Legal AI built from inside the profession.
Kellys builds Kellys SQE Examiner — AI grading for SQE2 candidates, anchored on the SRA Performance Indicators. Built by someone who sat SQE2 and couldn’t find the feedback infrastructure he needed. Built to hold itself to the standard the profession holds its own work to.
Arvind, founder.
Arvind founded Kellys in 2026 to build serious legal AI for the UK market. He came at the work having sat SQE1 and SQE2 the same year — the assessments passed, currently undertaking the qualifying work experience required for admission as a solicitor of England and Wales. The conviction: the legal profession isn’t using AI anywhere near its capability. The work the profession actually does is structured enough to automate honestly — to give lawyers and candidates more output for less of the effort that doesn’t matter — and nobody was treating it that way.

When I sat SQE2 in 2025, the provider I’d paid couldn’t give me what I believe I needed. The timetable, the volume of students — the maths just didn’t work for enough graded mocks, especially the orals.
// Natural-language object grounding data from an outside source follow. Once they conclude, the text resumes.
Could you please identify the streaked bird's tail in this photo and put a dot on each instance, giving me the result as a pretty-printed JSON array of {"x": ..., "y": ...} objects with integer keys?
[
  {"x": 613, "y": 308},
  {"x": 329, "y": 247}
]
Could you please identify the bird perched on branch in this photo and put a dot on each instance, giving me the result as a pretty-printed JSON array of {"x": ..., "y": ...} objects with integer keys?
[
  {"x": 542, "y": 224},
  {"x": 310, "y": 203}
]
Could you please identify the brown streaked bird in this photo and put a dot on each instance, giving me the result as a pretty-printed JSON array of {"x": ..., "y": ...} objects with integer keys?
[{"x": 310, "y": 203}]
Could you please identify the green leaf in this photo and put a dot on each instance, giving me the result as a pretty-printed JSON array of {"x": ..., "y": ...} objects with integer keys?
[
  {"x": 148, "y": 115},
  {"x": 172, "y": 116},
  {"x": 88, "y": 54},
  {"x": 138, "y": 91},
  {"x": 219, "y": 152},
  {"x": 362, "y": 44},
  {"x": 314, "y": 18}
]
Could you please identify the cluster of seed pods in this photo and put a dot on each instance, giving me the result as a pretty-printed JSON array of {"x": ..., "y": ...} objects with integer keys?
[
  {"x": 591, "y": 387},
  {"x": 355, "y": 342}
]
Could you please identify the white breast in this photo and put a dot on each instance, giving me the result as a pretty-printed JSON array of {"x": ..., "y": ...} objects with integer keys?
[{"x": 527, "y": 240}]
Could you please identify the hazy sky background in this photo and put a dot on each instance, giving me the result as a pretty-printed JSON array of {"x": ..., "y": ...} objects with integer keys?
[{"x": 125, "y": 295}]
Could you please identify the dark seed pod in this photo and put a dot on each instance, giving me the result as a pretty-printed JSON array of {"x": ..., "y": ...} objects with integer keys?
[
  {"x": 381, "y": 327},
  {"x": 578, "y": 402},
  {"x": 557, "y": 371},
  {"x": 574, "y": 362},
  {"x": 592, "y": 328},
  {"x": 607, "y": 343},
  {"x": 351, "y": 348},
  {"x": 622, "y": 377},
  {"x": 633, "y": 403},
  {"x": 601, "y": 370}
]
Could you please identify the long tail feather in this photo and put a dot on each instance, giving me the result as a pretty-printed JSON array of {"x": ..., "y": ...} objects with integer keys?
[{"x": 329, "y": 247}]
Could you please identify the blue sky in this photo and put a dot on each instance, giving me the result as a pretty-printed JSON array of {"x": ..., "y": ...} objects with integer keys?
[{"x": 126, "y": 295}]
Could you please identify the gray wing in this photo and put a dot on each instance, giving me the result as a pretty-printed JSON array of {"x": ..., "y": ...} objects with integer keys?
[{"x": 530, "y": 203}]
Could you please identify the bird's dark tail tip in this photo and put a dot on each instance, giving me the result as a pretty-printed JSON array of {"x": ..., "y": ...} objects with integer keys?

I was lucky: I had friends who’d already sat SQE2 and could practise the orals with me. Most candidates don’t have that luxury. They practise alone, with no honest feedback, and that’s compounded by how small SQE2 cohorts are to begin with — the pass rate keeps them that way. Kellys SQE Examiner is the thing that didn’t exist. Built so the practice and the feedback are available to every candidate, the same way.
What Kellys stands for.
Three standards. One product. Every release.
Practitioner-side
Kellys SQE Examiner is built from inside the work the profession does, not pointed at it from the outside. The Performance Indicators, the conventions, the procedural detail — all come from the source the profession itself works from.
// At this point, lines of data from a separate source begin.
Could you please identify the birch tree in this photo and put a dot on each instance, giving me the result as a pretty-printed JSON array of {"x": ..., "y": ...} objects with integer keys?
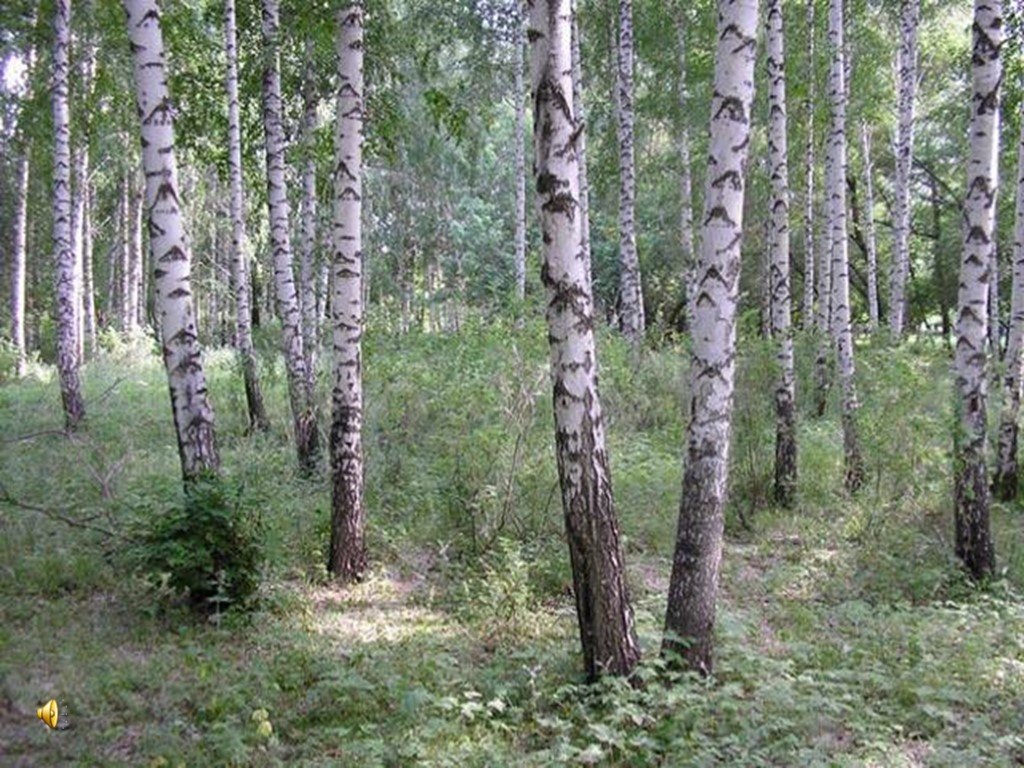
[
  {"x": 630, "y": 289},
  {"x": 190, "y": 406},
  {"x": 778, "y": 249},
  {"x": 907, "y": 83},
  {"x": 240, "y": 245},
  {"x": 842, "y": 331},
  {"x": 603, "y": 610},
  {"x": 974, "y": 542},
  {"x": 1005, "y": 483},
  {"x": 690, "y": 616},
  {"x": 68, "y": 356},
  {"x": 872, "y": 268},
  {"x": 299, "y": 389},
  {"x": 348, "y": 549}
]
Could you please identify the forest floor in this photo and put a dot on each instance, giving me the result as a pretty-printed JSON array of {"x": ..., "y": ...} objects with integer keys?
[{"x": 847, "y": 634}]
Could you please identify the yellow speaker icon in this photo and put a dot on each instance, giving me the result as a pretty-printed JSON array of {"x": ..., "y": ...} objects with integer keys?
[{"x": 48, "y": 713}]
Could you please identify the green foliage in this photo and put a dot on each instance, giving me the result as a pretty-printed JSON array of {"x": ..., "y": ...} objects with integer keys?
[{"x": 208, "y": 548}]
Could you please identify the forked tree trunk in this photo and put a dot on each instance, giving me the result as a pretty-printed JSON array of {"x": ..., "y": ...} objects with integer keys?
[
  {"x": 18, "y": 260},
  {"x": 606, "y": 626},
  {"x": 630, "y": 289},
  {"x": 809, "y": 104},
  {"x": 68, "y": 357},
  {"x": 840, "y": 252},
  {"x": 686, "y": 240},
  {"x": 348, "y": 548},
  {"x": 519, "y": 94},
  {"x": 909, "y": 10},
  {"x": 778, "y": 248},
  {"x": 1006, "y": 480},
  {"x": 299, "y": 391},
  {"x": 872, "y": 267},
  {"x": 240, "y": 243},
  {"x": 974, "y": 541},
  {"x": 307, "y": 289},
  {"x": 690, "y": 617},
  {"x": 172, "y": 259}
]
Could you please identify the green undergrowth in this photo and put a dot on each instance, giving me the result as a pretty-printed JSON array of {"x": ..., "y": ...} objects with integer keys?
[{"x": 847, "y": 633}]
Anchored on published standards
Kellys judgement is anchored on criteria the regulator has already published — whether that is the SRA Performance Indicators, the Code of Conduct, or the procedural rules of the courts. No invented criteria, no outcome promises.
UK-first
Designed around the SRA Code of Conduct, UK GDPR, and the realities of English & Welsh practice from the first commit. Not a US product retrofitted with British spellings.